Studio album by Ed Ames
- Released: February 1968
- Recorded: 1967–1968
- Studios: RCA's Music Center of the World, Hollywood, California
- Genres: Pop; easy listening;
- Label: RCA Victor
- Producer: Jim Foglesong

Ed Ames chronology
| When the Snow Is on the Roses (1967) | Who Will Answer? (1968) | Sings Apologize (1968) |

= Who Will Answer? =

Who Will Answer? (and Other Songs of Our Time) is a 1968 album by pop vocalist Ed Ames. It was recorded and released after the success of its namesake single "Who Will Answer?", which reached the top-10 on adult-oriented and the top-20 on pop charts. It featured a mix of original, but mostly cover songs of contemporary material. The album successfully reached the pop top-15 and went on to receive an RIAA certification for Gold. It features two original songs (the album's hit title track and "Pale Venetian Blind") and nine cover versions of popular songs from the 1960s.

Professional ratings
Review scores
| Source | Rating |
| Allmusic | Star Half star |

== Release and promotion ==
Who Will Answer? was originally released in February 1968 by RCA Victor in multiple territories. It was the tenth studio album of Ames's career, and also the first of the year. The label originally offered it as a vinyl LP, with six songs on "Side A" and five songs on "Side B". It was available both in mono and stereo sound. At the same time, the label made it available on an 8-track cartridge format. Who Will Answer?, along with several other Ames albums, reportedly received a major advertising push from the label soon after its release. For further promotion, Ames travelled around the country for several performances and in-store visits. One of the highlights was his appearance at the Riviera Hotel in Las Vegas, reported on in Billboard in September 1968. Ames mainly performed album cuts from Who Will Answer?, but focused on telling the audience the "importance of today's music". Decades later, the album was re-released for streaming on digital sites.

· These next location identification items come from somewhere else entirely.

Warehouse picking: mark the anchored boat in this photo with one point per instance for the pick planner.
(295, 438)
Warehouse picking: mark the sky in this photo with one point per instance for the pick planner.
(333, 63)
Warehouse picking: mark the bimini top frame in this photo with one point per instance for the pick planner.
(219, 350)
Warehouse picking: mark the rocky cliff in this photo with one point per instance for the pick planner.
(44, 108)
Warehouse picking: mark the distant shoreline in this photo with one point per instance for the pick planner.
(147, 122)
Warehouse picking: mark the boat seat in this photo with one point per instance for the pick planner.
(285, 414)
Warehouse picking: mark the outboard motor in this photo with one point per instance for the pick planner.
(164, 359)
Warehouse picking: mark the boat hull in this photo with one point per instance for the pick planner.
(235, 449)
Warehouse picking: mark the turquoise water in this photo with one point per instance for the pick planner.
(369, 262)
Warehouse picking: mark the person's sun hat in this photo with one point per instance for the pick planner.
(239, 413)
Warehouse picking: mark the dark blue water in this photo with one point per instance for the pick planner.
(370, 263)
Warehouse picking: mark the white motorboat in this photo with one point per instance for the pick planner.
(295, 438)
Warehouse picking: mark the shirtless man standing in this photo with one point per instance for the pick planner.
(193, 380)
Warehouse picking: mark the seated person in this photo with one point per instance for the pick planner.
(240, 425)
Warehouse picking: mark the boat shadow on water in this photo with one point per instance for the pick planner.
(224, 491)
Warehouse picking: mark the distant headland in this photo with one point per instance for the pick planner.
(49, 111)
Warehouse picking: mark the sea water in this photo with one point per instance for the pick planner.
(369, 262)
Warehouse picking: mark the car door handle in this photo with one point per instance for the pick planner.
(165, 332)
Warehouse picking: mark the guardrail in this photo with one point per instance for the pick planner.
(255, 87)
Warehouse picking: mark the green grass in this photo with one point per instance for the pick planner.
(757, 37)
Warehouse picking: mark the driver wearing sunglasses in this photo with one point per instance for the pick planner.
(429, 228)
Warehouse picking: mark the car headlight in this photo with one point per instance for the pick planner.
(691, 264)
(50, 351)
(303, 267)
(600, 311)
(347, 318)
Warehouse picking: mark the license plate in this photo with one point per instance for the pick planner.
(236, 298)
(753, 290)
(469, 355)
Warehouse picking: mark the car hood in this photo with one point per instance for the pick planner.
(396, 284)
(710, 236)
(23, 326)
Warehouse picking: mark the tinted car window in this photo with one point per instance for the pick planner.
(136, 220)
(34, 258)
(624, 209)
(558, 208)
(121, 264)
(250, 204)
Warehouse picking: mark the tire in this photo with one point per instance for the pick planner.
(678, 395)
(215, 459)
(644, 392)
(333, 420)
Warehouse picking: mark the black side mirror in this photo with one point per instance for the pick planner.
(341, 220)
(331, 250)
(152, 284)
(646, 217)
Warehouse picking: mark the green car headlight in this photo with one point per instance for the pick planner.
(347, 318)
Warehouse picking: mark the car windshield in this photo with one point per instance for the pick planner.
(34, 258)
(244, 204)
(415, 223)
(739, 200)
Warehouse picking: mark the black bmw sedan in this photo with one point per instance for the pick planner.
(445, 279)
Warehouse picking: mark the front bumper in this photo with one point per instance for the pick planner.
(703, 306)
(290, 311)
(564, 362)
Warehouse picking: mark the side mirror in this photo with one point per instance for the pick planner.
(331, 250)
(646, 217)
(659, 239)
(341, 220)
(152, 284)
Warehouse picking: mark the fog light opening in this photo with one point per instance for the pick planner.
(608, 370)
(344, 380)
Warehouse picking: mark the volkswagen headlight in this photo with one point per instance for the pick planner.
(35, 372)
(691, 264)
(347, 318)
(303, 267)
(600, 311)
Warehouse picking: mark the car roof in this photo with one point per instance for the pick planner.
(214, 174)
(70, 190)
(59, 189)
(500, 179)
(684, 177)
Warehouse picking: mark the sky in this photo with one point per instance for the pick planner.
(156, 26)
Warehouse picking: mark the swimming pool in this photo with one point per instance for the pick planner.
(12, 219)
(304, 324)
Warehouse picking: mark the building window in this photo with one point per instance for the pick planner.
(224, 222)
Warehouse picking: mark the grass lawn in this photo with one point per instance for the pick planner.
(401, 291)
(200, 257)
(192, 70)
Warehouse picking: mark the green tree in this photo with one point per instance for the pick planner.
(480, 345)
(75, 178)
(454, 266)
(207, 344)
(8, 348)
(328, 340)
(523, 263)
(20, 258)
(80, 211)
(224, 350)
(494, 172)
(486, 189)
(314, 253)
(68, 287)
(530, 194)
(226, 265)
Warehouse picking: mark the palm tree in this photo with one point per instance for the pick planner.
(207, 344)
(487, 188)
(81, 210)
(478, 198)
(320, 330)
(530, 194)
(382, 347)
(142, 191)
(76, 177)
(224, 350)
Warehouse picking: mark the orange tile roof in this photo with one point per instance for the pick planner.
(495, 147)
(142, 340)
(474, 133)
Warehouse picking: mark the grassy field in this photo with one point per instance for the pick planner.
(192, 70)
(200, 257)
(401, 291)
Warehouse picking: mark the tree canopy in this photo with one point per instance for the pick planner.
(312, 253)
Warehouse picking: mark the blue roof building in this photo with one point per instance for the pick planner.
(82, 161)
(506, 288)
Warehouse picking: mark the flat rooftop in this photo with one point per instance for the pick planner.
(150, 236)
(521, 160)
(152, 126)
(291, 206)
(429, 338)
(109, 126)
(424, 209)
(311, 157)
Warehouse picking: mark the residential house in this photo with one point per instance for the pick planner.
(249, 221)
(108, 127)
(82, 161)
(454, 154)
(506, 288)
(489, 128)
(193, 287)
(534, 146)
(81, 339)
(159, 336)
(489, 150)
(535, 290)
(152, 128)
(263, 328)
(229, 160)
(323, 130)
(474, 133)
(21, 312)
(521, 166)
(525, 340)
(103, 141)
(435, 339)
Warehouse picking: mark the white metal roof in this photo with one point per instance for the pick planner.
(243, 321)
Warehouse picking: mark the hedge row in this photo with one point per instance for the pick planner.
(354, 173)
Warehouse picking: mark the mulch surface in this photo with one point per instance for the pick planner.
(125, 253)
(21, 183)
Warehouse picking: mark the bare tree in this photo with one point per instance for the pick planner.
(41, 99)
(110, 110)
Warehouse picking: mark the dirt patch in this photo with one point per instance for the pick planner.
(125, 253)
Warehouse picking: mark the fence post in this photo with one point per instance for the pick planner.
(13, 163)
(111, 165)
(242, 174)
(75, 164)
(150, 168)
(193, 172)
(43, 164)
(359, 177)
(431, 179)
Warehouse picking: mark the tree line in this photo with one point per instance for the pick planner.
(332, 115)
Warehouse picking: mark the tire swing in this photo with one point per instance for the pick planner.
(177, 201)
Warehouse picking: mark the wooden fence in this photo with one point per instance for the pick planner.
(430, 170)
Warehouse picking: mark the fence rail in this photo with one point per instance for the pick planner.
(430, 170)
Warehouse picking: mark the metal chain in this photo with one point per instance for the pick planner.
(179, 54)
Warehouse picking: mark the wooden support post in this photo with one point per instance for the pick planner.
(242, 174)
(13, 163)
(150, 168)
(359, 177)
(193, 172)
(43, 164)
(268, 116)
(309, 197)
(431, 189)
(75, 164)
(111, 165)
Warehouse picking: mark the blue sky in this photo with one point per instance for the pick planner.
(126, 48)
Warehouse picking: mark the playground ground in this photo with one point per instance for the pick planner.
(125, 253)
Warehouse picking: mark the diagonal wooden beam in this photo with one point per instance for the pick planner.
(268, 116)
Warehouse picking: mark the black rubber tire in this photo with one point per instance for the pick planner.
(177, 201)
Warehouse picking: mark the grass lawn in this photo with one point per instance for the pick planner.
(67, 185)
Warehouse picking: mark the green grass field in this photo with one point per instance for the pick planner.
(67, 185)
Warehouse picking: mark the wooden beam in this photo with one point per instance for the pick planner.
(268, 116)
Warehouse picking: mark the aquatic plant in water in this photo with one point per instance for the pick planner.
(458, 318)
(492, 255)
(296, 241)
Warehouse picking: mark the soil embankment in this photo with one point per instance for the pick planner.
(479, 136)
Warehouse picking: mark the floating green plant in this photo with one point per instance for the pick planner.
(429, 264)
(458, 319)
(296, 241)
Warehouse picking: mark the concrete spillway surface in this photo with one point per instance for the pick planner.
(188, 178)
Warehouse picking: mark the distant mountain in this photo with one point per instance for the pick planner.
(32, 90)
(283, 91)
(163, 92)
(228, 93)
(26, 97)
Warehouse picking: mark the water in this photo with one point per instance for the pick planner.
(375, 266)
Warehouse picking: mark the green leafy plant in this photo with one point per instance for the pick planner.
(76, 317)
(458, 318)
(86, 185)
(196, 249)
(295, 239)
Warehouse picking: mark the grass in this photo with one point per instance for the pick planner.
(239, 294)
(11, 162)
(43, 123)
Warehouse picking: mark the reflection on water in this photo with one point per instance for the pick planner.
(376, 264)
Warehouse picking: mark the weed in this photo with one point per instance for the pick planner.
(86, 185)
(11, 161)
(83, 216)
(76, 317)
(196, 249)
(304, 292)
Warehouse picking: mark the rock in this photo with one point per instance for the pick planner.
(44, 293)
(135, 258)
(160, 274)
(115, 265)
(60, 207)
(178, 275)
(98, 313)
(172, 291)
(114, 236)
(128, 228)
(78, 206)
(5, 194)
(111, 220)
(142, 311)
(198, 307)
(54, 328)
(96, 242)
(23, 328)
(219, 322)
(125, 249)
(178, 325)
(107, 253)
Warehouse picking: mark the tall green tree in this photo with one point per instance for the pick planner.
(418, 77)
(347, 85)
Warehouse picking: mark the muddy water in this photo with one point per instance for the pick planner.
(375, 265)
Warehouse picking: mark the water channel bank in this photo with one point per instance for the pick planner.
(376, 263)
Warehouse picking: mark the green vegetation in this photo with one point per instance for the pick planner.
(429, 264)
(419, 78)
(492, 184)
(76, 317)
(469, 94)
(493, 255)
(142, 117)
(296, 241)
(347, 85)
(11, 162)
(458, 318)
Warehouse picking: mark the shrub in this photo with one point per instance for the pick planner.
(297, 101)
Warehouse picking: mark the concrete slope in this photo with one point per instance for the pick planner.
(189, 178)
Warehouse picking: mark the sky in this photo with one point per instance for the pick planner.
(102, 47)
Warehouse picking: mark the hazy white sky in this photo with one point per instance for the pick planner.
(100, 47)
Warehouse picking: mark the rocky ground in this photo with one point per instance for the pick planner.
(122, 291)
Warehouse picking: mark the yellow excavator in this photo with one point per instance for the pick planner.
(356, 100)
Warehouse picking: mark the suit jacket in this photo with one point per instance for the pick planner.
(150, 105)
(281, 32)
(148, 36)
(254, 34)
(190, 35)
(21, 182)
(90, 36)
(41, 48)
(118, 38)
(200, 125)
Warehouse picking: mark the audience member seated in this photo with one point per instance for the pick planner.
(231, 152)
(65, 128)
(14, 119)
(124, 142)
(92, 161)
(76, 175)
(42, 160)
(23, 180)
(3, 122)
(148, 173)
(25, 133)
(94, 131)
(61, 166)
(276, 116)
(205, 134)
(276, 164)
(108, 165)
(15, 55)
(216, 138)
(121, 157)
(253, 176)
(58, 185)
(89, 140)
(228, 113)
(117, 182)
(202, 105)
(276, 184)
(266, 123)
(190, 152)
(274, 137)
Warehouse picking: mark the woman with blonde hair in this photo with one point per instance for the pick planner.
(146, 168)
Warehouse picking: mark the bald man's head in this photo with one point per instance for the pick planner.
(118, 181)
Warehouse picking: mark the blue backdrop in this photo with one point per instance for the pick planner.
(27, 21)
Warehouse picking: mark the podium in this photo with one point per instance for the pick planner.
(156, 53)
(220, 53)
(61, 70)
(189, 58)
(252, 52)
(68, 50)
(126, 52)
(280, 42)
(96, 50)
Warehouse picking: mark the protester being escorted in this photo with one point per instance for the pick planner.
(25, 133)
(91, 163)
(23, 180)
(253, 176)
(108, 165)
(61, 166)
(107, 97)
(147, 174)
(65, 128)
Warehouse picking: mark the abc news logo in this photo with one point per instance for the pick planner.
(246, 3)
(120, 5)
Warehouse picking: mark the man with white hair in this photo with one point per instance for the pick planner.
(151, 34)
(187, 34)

== Commercial performance ==
Who Will Answer? successfully reached the US pop record charts. The album entered Cashbox magazine's Top 100 Albums chart in the issue dated February 10, 1968, peaking at No. 12 during a twenty-five-week run on it. It debuted on Billboard magazine's Top LP's chart in the issue dated February 24, 1968, peaking at No. 13 during a fifty-week run on the chart. The album entered the Record World 100 Top LP's chart in the issue dated also February 24, 1968, peaking at No. 13 during a sixteen-week run on it. It was eventually certified Gold by the Recording Industry Association of America for shipments of 500,000 copies on February 17, 1969, his second album to achieve this status.

==Track listing==

Side one
| No. | Title | Writer(s) | Original performer | Length |
|---|---|---|---|---|
| 1. | "Who Will Answer? (Aleluya No. 1)" | Luis Eduardo Aute | Ed Ames (English version) | 3:42 |
| 2. | "Blowin' in the Wind" | Bob Dylan | Bob Dylan | 3:23 |
| 3. | "Yesterday" | Lennon–McCartney; | The Beatles | 2:04 |
| 4. | "Monday, Monday" | John Phillips | The Mamas and the Papas | 3:14 |
| 5. | "Pale Venetian Blind" | Charles M. Jones; Norma Green; | Ed Ames | 1:51 |
| 6. | "Massachusetts" | Barry Gibb; Robin Gibb; Maurice Gibb; | Bee Gees | 2:18 |
| Total length: |  |  |  | 16:32 |

Side two
| No. | Title | Writer(s) | Original performer | Length |
|---|---|---|---|---|
| 1. | "I Wanna Be Free" | Tommy Boyce; Bobby Hart; | The Monkees | 2:20 |
| 2. | "Cherish" | Terry Kirkman | The Association | 3:13 |
| 3. | "The Other Man's Grass Is Always Greener" | Tony Hatch; Jackie Trent; | Petula Clark | 2:53 |
| 4. | "Can't Take My Eyes Off You" | Bob Crewe; Bob Gaudio; | Frankie Valli | 2:53 |
| 5. | "There's a Kind of Hush (All Over the World)" | Les Reed; Geoff Stephens; | Herman's Hermits | 2:50 |
| Total length: |  |  |  | 14:09 |

== Production ==
- Recorded at: RCA Victor's Music Center of the World, Hollywood, California.

== Charts ==

Chart peaks for Who Will Answer?
| Chart (1968) | Peak position |
|---|---|
| US Billboard Top LP's | 13 |
| US Cashbox Top 100 Albums | 12 |
| US Record World 100 Top LP's | 13 |

== Certification ==

| Region | Certification | Certified units/sales |
| United States (RIAA) | Gold | 500,000^{^} |
^{^} Shipments figures based on certification alone.